I think the answer rests on the expectations and priorities we set for ourselves. Like a letter to Santa, we may want a huge list of items in our dream job – high visibility, senior exec, direct reports, a trillion-dollar budget, big pay check, high impact, and great work life balance, exciting industry, etc. However, what is truly important?

When I was looking for my next job in business school, I had a long list as well, but what was really helpful was distinguishing the “must have’s” from the “nice to have’s”. This classification, of course, will vary as your interests and life evolves, and I think it is important to revisit these priorities periodically.

In my situation, I wanted a job that gave me the opportunity to learn more about agriculture (an industry I find fascinating), to have a more operational role (as I was in consulting beforehand), and to make an impact to poor communities in the developing world. Other items, such as work hours, travel requirements, and even pay, were more flexible for me.

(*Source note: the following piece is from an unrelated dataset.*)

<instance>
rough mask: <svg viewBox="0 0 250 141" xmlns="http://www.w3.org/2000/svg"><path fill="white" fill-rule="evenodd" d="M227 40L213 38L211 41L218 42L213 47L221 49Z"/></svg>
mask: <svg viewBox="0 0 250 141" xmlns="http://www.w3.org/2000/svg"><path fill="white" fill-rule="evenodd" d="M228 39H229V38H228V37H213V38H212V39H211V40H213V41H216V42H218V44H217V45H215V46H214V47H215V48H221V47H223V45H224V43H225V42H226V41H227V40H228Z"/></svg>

Are there aspects of my job that I dislike? Of course! I think it’s unrealistic to expect that you’ll be on clouds all the time. The important questions are: Are there aspects of my job that I love and how important are those to me? Do they outweigh what I dislike about the job? If the answer continues to be “Yes”, then I think I will stay. However, if your priorities shift, then it’s important to identify those and ask the same questions. If the answer is “No”, then perhaps it’s time to move on.